We did a critique of this little guy a few months ago and as promised, I am bringing him back to see how he has grown. Could you critique him again for me? I am looking for a weather sire but he is reg. 100%. As always, be heartless, I won't be offended as the point of this is to learn. Thanks! He is six months old and on pasture only.

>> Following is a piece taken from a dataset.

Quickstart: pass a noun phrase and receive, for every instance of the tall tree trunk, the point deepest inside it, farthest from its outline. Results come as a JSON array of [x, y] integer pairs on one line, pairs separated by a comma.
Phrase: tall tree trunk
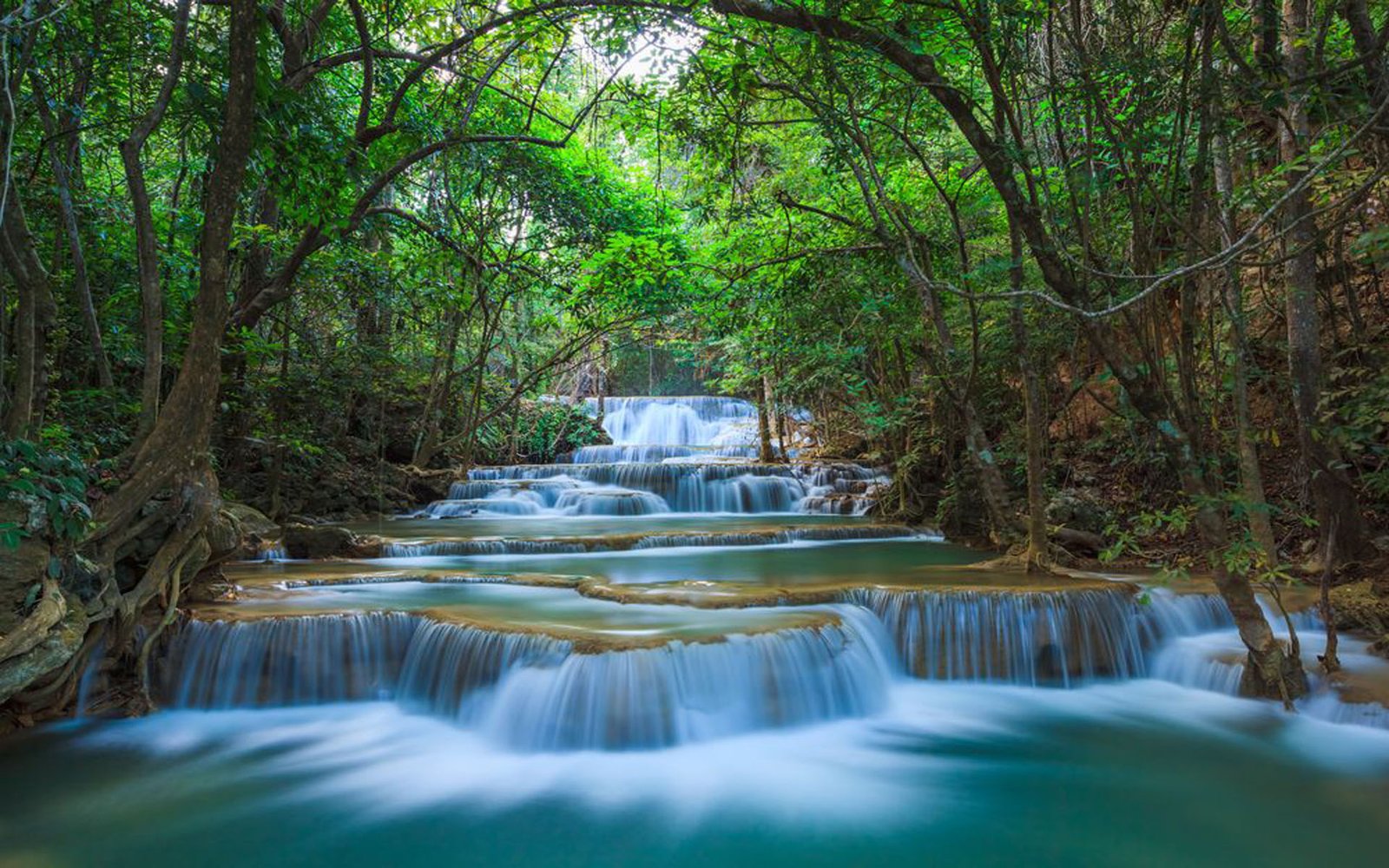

Very little grain.


----------



## Used2bmimi (Oct 3, 2012)

I can only load one pic at a time.


----------



## Used2bmimi (Oct 3, 2012)

Back


----------



## Scottyhorse (Feb 11, 2013)

Another stout looking little guy. 

Pros
Good bone structure
topline is level
hornset is wide
I really like his width through his chest
nice capacity
Fairly strong on his pasterns

Cons:
Neck is a little too short for my taste
short bodied
rump is steep


----------



## Scottyhorse (Feb 11, 2013)

Would like to see him wider through his escuteon.


----------



## Crossroads Boers (Feb 19, 2011)

I agree with Sydney. I like his top and his front. His hip could be leveler. His pasterns looks pretty good and he doesn't toe out as bad as your doe I don't think. I'd like to see more of a butt/twist to him, and he could use some length. I would like to see more base width altogether, but he's not bad!


----------



## toth boer goats (Jul 20, 2008)

I agree


----------



## Dani-1995 (Mar 11, 2011)

Good- Bone, thick over all, he has a good width and wedge shape and his chest pretty neat and up tight. His hip could be longer and leveler as well as just being longer over all. A little more style and more balance would help him as well. Biggest thing I see is he is pretty short bodied. With wether bucks you want alot of length


----------



## Used2bmimi (Oct 3, 2012)

Yeah, sadly that is confirmation of what I didn't want to admit. I really like this guy's personality and I really liked him when he was a wether. But, he is not what I need to move my herd in the direction I want to go. I guess this little guy will be for sale. on a lighter note.....I will have a new batch of babies to console me soon!


----------



## Crossroads Boers (Feb 19, 2011)

When he was a wether???


----------



## Used2bmimi (Oct 3, 2012)

Ha ha ha!! Oops! I meant when he was younger, don't know why wether came out!


----------



## Crossroads Boers (Feb 19, 2011)

Haha... I was thinking that was what was supposed to be there.


----------